En avril 2014, les services de police ont été appelés à intervenir pour une mineure en difficulté qui se trouvait en rue. Sur place, ils découvrent la jeune fille congolaise, âgée de 15 ans, en pleurs et accompagnée par une amie. La jeune fille, en fuite, explique résider chez la prévenue, à laquelle elle a été confiée il y a 3 ans par son père. Elle n’a aucun titre de séjour. La prévenue la soupçonne de sorcellerie et se montre, pour cette raison, violente avec elle depuis un mois. Elle a été forcée le matin même à rester sur le balcon alors qu’il faisait froid. Elle est accompagnée par la police à l’hôpital où le médecin constate de multiples douleurs liées à des contusions. Des traces de violences sont également visibles sur les photographies prises de la jeune fille par les services de police. Elle est hébergée dans un centre spécialisé pour mineurs d’âge victimes de traite des êtres humains.

Elle précise être venue en Belgique poursuivre sa scolarité après avoir fait des études primaires au Congo. Elle est hébergée depuis son arrivée par la prévenue, une amie d’un ami de son père. Elle fréquente la même école (section secondaire) que la plus jeune des 4 enfants de la prévenue qui est en section primaire. Elle doit s’occuper des travaux ménagers, laver l’enfant, lui préparer les repas et l’amener à l’école. Si elle n’obéissait pas, la prévenue l’agressait et la frappait. Elle dormait sur un matelas à même le sol dans la chambre de la prévenue et de sa plus jeune fille.

En première instance, le tribunal avait acquitté la prévenue de la prévention de traite des êtres humains, estimant qu’il existait un doute quant aux conditions contraires à la dignité humaine : le logement avait lieu dans des conditions à la mesure des moyens de la prévenue, il ne paraît pas anormal que la prévenue détienne le passeport de la jeune fille, eu égard à son jeune âge et la précarité du séjour de la jeune fille n’a facilité ni sa vie sociale ni son suivi médical. Le tribunal avait en revanche retenu les préventions de droit pénal social, de mise au travail illégale d’une enfant, ainsi que de coups et blessures volontaires. Il avait acquitté la prévenue de la prévention de violence au travail.

La prévenue avait été condamnée à une peine d’emprisonnement d’un an avec sursis et à verser à la jeune fille constituée partie civile la somme de 2.000 euros à titre de dommage moral et de 38.414 euros à titre de dommage matériel.

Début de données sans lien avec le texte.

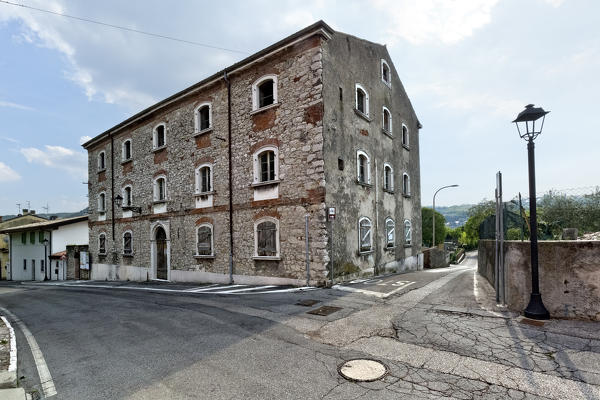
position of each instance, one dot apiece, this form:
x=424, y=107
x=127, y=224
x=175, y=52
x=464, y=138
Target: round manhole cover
x=363, y=370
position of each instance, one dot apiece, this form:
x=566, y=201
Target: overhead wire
x=123, y=28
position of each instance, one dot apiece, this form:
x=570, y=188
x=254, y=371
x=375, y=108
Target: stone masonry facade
x=292, y=127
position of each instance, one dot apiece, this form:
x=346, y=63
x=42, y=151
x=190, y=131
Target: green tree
x=477, y=213
x=427, y=224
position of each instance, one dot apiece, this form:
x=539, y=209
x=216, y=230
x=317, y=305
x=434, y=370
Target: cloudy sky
x=469, y=68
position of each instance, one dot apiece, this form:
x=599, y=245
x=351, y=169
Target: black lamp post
x=528, y=131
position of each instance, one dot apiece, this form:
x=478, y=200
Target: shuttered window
x=365, y=228
x=267, y=239
x=204, y=245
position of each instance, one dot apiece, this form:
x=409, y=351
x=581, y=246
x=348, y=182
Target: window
x=385, y=73
x=365, y=240
x=160, y=189
x=203, y=117
x=407, y=232
x=390, y=233
x=127, y=196
x=102, y=243
x=127, y=243
x=126, y=150
x=101, y=161
x=266, y=165
x=266, y=233
x=388, y=178
x=387, y=121
x=204, y=240
x=405, y=136
x=362, y=100
x=204, y=178
x=102, y=202
x=405, y=184
x=159, y=136
x=363, y=168
x=264, y=92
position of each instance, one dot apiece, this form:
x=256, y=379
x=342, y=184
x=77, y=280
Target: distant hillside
x=455, y=215
x=58, y=215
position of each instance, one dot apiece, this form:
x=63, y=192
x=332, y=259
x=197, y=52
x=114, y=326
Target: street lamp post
x=433, y=216
x=45, y=243
x=527, y=118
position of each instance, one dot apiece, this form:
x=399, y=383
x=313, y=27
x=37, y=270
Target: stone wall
x=294, y=125
x=569, y=275
x=349, y=61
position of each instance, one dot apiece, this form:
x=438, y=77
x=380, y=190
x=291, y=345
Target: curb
x=8, y=379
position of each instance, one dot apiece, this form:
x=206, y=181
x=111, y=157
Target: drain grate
x=307, y=302
x=324, y=311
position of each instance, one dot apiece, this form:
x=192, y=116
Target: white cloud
x=73, y=162
x=15, y=105
x=433, y=21
x=7, y=174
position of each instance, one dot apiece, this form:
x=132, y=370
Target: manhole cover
x=325, y=310
x=363, y=370
x=307, y=303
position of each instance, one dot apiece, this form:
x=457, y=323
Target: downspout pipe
x=226, y=78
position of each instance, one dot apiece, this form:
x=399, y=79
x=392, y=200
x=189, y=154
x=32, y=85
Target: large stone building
x=222, y=180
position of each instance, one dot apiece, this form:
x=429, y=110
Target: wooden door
x=161, y=254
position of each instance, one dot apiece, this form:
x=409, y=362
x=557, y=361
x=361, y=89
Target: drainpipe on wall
x=112, y=187
x=226, y=78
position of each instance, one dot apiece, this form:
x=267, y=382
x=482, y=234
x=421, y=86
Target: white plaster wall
x=76, y=234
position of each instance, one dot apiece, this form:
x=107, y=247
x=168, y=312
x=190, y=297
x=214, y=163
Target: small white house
x=32, y=245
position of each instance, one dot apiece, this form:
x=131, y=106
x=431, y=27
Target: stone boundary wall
x=569, y=275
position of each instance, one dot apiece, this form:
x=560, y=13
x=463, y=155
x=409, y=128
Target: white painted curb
x=9, y=378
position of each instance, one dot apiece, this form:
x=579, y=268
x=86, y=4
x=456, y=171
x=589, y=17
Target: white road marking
x=44, y=373
x=201, y=287
x=12, y=364
x=244, y=290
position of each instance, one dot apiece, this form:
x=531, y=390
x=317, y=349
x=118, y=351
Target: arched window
x=127, y=196
x=159, y=136
x=102, y=243
x=363, y=168
x=390, y=233
x=266, y=237
x=204, y=240
x=365, y=237
x=126, y=150
x=266, y=164
x=405, y=136
x=101, y=161
x=385, y=73
x=388, y=177
x=387, y=121
x=127, y=243
x=405, y=184
x=204, y=179
x=203, y=117
x=102, y=202
x=160, y=188
x=264, y=92
x=407, y=232
x=362, y=100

Le ministère public et la partie civile avaient interjeté appel.

Dans un arrêt du 2 décembre 2019 rendu par défaut, la cour d’appel de Bruxelles avait réformé la décision. Contrairement au tribunal, elle avait déclaré également établie la prévention de traite des êtres humains, avec toutes les circonstances aggravantes visées, et celle de violence au travail.

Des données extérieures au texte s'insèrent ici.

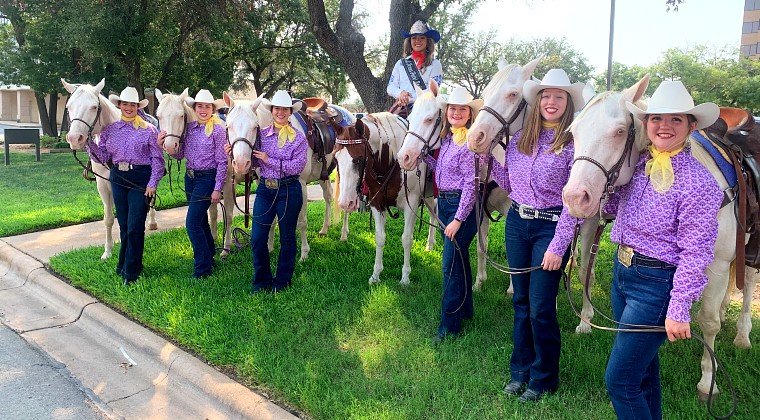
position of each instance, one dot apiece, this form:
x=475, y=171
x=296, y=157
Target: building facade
x=751, y=29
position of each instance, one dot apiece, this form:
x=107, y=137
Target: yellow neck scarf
x=136, y=121
x=287, y=134
x=209, y=123
x=459, y=135
x=547, y=124
x=660, y=169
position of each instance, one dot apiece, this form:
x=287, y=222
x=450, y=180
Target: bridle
x=90, y=127
x=611, y=175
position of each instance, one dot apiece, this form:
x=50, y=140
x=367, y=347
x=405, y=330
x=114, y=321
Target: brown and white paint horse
x=500, y=118
x=371, y=159
x=600, y=134
x=243, y=122
x=90, y=112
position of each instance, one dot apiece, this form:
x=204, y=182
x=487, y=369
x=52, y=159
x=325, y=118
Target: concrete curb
x=91, y=340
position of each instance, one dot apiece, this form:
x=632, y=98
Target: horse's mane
x=385, y=128
x=498, y=79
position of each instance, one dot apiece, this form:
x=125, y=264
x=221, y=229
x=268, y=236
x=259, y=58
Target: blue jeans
x=198, y=191
x=285, y=203
x=456, y=303
x=535, y=357
x=131, y=211
x=640, y=295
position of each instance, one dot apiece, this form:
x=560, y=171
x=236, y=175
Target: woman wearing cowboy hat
x=203, y=147
x=455, y=177
x=538, y=230
x=282, y=158
x=418, y=66
x=137, y=166
x=666, y=230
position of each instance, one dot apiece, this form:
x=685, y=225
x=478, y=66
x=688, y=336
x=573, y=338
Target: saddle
x=321, y=121
x=737, y=135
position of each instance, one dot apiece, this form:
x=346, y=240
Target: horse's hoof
x=742, y=342
x=583, y=328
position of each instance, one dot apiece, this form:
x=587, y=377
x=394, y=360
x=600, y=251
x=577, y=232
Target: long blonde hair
x=429, y=50
x=533, y=127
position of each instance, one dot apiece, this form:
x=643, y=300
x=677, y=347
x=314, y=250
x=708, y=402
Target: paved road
x=33, y=386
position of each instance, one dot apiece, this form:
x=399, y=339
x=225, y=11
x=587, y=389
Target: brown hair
x=446, y=127
x=429, y=50
x=533, y=127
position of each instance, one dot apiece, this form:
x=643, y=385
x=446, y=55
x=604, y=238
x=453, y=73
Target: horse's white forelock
x=501, y=77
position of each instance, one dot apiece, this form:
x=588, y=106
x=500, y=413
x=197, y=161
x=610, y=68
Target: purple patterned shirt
x=679, y=227
x=455, y=170
x=203, y=152
x=288, y=161
x=122, y=142
x=537, y=181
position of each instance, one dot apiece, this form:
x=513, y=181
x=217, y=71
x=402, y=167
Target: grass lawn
x=52, y=193
x=332, y=346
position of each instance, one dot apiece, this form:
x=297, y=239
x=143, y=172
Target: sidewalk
x=112, y=363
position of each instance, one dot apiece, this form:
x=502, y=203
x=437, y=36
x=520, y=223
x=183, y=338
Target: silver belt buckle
x=625, y=255
x=526, y=213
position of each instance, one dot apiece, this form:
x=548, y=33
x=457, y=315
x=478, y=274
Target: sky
x=643, y=28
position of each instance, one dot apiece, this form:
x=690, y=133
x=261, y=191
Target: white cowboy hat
x=460, y=96
x=129, y=94
x=203, y=96
x=671, y=97
x=421, y=28
x=556, y=79
x=282, y=99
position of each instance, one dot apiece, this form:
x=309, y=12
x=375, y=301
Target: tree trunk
x=53, y=114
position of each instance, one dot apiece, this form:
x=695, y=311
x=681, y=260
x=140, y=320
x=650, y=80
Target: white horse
x=504, y=108
x=600, y=133
x=90, y=112
x=424, y=133
x=173, y=115
x=362, y=162
x=243, y=122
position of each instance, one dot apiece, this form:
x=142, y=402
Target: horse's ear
x=99, y=87
x=529, y=68
x=636, y=92
x=228, y=100
x=68, y=86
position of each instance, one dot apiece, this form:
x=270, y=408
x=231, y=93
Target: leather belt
x=192, y=173
x=450, y=194
x=530, y=213
x=274, y=183
x=628, y=257
x=126, y=166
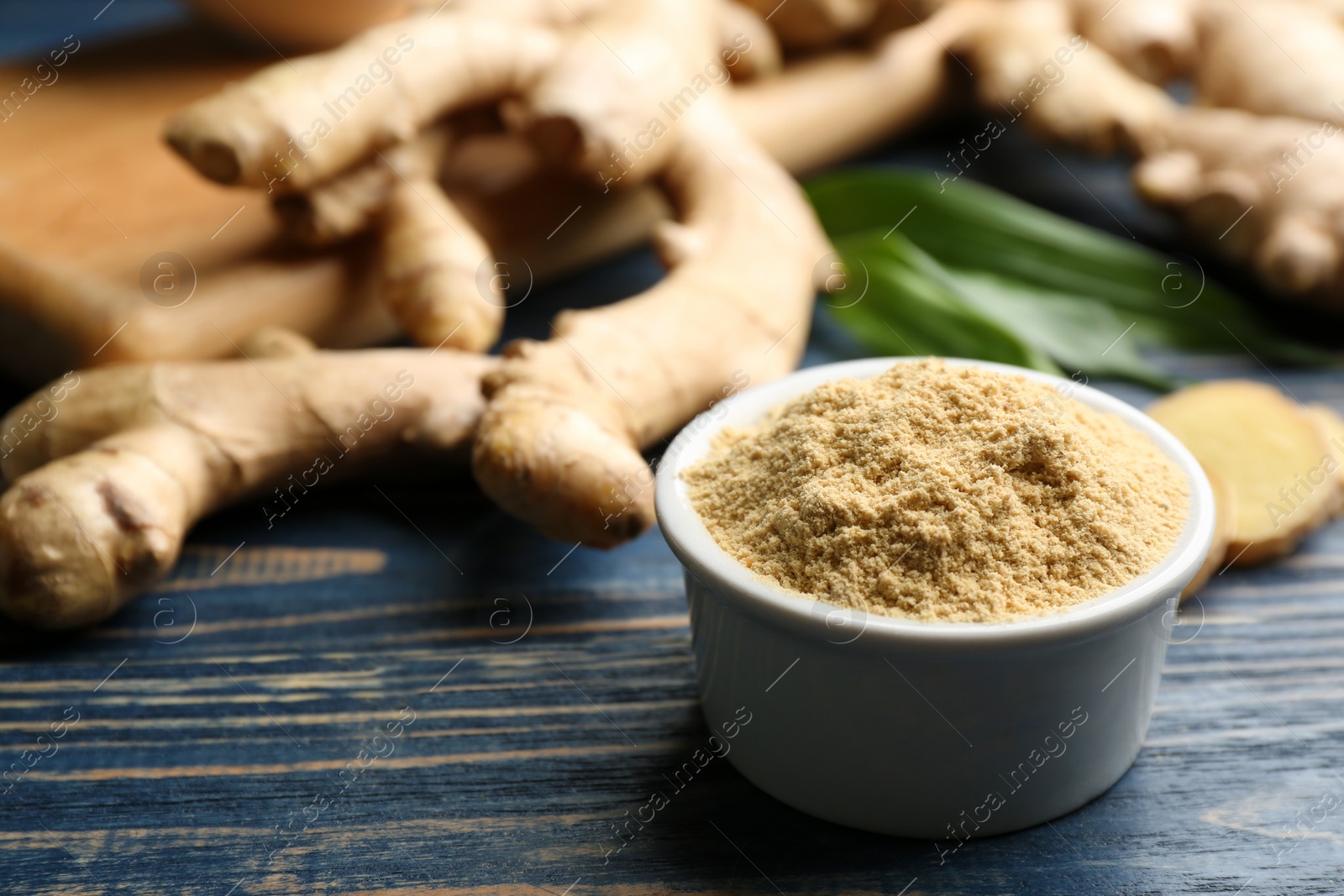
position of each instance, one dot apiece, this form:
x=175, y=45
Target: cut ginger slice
x=1223, y=531
x=1272, y=454
x=1334, y=426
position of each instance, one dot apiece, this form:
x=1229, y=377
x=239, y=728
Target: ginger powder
x=941, y=493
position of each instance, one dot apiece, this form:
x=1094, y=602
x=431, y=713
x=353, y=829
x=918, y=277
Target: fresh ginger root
x=101, y=495
x=1261, y=188
x=568, y=418
x=1225, y=530
x=1270, y=452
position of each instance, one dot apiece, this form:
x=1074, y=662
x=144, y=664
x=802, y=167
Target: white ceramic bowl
x=924, y=730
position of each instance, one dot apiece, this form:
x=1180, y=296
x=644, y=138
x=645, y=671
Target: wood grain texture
x=218, y=712
x=208, y=758
x=97, y=196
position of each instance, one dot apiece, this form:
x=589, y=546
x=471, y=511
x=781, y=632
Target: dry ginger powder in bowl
x=941, y=493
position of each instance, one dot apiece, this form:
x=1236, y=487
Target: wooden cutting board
x=93, y=197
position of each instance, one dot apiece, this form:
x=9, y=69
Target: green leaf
x=904, y=311
x=1082, y=335
x=971, y=228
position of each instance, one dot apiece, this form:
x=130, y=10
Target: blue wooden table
x=401, y=691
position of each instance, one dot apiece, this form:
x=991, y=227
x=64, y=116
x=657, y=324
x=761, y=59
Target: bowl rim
x=810, y=617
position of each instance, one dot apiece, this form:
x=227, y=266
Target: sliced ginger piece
x=1334, y=426
x=1225, y=499
x=1272, y=453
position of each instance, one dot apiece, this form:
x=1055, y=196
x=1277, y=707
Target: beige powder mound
x=941, y=493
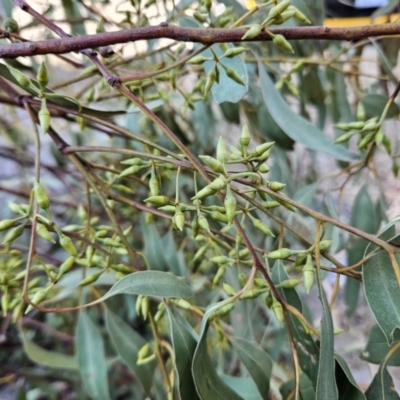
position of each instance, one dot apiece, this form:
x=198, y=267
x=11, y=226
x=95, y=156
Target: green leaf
x=152, y=241
x=377, y=347
x=307, y=349
x=295, y=126
x=382, y=292
x=348, y=388
x=227, y=90
x=184, y=340
x=91, y=358
x=326, y=382
x=374, y=105
x=208, y=384
x=245, y=387
x=382, y=386
x=362, y=206
x=45, y=357
x=306, y=388
x=128, y=343
x=151, y=283
x=257, y=362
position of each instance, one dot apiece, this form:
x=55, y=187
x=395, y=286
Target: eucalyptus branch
x=205, y=36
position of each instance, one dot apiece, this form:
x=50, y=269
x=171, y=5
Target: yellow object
x=344, y=22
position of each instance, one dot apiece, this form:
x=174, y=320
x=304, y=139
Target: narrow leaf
x=45, y=357
x=208, y=384
x=257, y=362
x=128, y=343
x=151, y=283
x=295, y=126
x=91, y=359
x=382, y=386
x=184, y=340
x=376, y=349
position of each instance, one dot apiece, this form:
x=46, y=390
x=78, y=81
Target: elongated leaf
x=326, y=382
x=128, y=343
x=382, y=387
x=245, y=387
x=45, y=357
x=209, y=385
x=151, y=283
x=376, y=349
x=295, y=126
x=362, y=206
x=307, y=349
x=257, y=362
x=91, y=359
x=382, y=292
x=227, y=89
x=184, y=340
x=347, y=386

La prévenue ayant fait opposition à l’arrêt, la cour d’appel de Bruxelles réexamine l’affaire.

Comme elle n’a pas fait pas appel et que le ministère public a limité son appel aux acquittements prononcés en première instance, la cour d’appel déclare définitivement établies les préventions de droit pénal social, de mise au travail illégale d’une enfant, ainsi que de coups et blessures volontaires. Elle réforme partiellement le jugement, déclarant établie la prévention de traite des êtres humains, se basant pour ce faire sur les éléments recueillis au dossier répressif, les déclarations de la victime, des témoignages, les auditions de la prévenue et des membres de sa famille.

La cour estime qu’il n’y a aucun doute que la jeune fille, mineure d’âge, ait été astreinte durant son long séjour chez la prévenue à effectuer de lourdes tâches ménagères et à s’occuper des enfants de celle-ci, dans des conditions contraires à la dignité humaine. La cour relève sur ce point : la disponibilité de chaque instant exigée, des horaires de travail l’empêchant de suivre une scolarité normale, l’utilisation répétée de violence, insultes et menaces, un hébergement dans des conditions inhumaines et la confiscation du passeport.

La cour condamne la prévenue à une peine de deux ans d’emprisonnement, avec sursis partiel.

Elle réforme également le jugement au civil : elle condamne la prévenue à verser à la victime 100.577,60 euros à titre de dommage matériel (correspondant au préjudice lié à l’absence de rémunération et à la perte de deux années scolaires) et 5.000 euros à titre de dommage moral.